The Shimizu head frowned at that. He was hoping for a provocation. Wes could see that now. It was only a matter of time until he found it.
"You're not in the consideration, Park."
"No?" Wes's gaze slid over to Minami. "Maybe you should ask your daughter's opinion on it."
Minami's father frowned and turned to his daughter. Said something in Japanese that Wes didn't understand. She looked from his face to Wes's, and then said something back to him. He was almost irritated that they'd done it, since he knew that her father spoke Japanese in large part to embarrass Wes and exclude him. He could say whatever he wanted now, and Wes had no way of knowing unless Minami spoke up.
And more and more, Wes was beginning to see the way things were, and they were that Minami wasn't
going to stand up to her father any time soon.
The Shimizu chairman frowned at the response, and took a moment to compose himself before turning back to Wes. "You know how women are, Mr. Park. Fickle, and subject to baser whims."
Wes shut his eyes a moment, swallowing the words that had immediately jumped into his mouth.
"Still, don't you think that she should have some say in her husband?"
"And she has a say. But that doesn't mean I'll let her marry a spineless coward."
Wes thought that was a fun thought, given that his face still bore the faint remnants of his broken nose, and his kidneys still bore deep brown and purple bruising that he'd taken from one of Shimizu's own goons.
"Then why would you offer her to Takuya Higa?"
That was the only thing he needed to hear, it seemed. That was insult enough to get things moving. Well, Wes thought, as one of the Yakuza jumped to his feet, it was fun while it lasted.
The guy reached into his jacket and pulled a gun free. Shimizu looked at the guy, and then looked at Wes, and the gun pointed. The chairman didn't specifically tell him to, but Wes knew better than to assume that people like this regularly went off the reservation. If he was pulling out a gun, it was because Shimizu was letting him.
"Are you going to shoot me, then?"
"Yes."
"Then at least do it yourself.

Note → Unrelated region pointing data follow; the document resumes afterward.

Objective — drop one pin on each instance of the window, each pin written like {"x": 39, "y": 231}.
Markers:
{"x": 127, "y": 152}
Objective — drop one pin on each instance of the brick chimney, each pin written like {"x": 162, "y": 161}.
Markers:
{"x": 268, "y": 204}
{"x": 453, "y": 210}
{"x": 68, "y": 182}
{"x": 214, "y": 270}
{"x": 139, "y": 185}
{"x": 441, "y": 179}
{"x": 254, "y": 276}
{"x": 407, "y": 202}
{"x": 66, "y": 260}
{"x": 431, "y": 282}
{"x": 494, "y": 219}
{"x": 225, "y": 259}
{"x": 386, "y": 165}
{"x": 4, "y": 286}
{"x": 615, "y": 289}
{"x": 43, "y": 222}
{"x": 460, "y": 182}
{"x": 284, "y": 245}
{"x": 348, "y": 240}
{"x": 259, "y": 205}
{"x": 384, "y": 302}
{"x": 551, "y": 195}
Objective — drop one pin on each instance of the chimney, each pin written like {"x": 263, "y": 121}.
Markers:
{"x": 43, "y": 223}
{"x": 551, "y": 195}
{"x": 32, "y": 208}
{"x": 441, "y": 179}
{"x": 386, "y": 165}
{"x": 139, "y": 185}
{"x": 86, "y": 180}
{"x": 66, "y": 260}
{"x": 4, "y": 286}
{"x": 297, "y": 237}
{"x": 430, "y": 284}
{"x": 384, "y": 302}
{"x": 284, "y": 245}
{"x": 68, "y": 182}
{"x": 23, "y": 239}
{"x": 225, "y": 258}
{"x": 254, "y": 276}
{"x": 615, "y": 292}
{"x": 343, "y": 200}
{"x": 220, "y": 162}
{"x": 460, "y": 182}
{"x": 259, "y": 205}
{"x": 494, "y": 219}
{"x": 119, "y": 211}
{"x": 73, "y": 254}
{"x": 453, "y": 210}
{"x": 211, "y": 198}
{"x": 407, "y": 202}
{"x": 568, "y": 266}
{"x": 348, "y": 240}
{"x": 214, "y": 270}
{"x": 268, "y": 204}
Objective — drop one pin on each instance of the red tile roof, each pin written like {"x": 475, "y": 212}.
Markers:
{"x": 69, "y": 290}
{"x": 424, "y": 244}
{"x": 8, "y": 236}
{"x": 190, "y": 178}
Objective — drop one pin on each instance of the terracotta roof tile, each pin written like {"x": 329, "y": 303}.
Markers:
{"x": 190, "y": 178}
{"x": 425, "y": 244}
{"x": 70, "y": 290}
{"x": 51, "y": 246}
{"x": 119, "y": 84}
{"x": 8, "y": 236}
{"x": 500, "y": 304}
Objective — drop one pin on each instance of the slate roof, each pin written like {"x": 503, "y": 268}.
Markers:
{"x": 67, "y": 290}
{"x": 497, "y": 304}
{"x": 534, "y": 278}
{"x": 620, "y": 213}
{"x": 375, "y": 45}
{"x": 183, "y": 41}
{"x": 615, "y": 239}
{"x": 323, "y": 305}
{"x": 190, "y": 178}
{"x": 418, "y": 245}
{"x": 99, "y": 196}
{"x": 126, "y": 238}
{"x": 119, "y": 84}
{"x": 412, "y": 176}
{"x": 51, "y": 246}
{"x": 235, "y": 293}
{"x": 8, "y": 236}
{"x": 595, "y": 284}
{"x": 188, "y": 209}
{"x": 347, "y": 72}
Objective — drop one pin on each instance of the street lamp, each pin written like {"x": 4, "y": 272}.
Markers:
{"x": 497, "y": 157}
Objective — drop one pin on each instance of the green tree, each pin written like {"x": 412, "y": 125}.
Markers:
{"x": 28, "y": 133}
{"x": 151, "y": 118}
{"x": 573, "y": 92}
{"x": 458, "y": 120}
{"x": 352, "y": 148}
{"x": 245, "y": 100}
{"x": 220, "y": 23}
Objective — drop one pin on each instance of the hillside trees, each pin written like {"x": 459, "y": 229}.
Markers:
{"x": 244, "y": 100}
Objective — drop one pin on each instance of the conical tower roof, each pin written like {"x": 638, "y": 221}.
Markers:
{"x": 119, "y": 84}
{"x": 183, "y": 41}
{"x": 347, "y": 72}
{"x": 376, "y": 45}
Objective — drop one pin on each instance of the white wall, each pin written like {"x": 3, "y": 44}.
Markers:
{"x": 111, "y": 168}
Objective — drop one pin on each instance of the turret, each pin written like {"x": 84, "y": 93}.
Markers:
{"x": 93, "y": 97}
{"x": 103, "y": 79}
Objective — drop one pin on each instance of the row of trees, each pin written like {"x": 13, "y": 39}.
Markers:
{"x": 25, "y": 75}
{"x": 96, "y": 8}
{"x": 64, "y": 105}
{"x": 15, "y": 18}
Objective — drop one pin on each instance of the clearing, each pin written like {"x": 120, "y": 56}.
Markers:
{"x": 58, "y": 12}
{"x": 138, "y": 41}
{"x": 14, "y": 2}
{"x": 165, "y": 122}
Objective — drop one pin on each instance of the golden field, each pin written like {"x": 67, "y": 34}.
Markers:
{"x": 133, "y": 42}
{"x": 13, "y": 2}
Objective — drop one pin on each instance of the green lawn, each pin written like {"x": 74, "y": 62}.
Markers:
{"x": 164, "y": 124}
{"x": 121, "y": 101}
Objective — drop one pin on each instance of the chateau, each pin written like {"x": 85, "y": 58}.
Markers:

I'm spineless, you say—but you can't even dirty your own hands to kill one pitiful, spineless American?"
Wes locked him with the stare that he had gotten plenty of practice with over the years, and Shimizu met his gaze evenly.
"Alright," he said.
The man held out his hand, not bothering to look back, and the lackey handed the gun back. Almost reluctantly, but he did it without complaint. Shimizu's hand tightened around it and pointed, and Wes was fairly sure he was about to die. Only, to his great surprise, Minami started to move.
Thirty-Three
Minami
Minami moved before she knew what she was going to do. All she knew was, if she waited a split second to get her head clear, that would be a split-second too late for Wes. This had always been a bad idea. She'd told him. A terrible idea.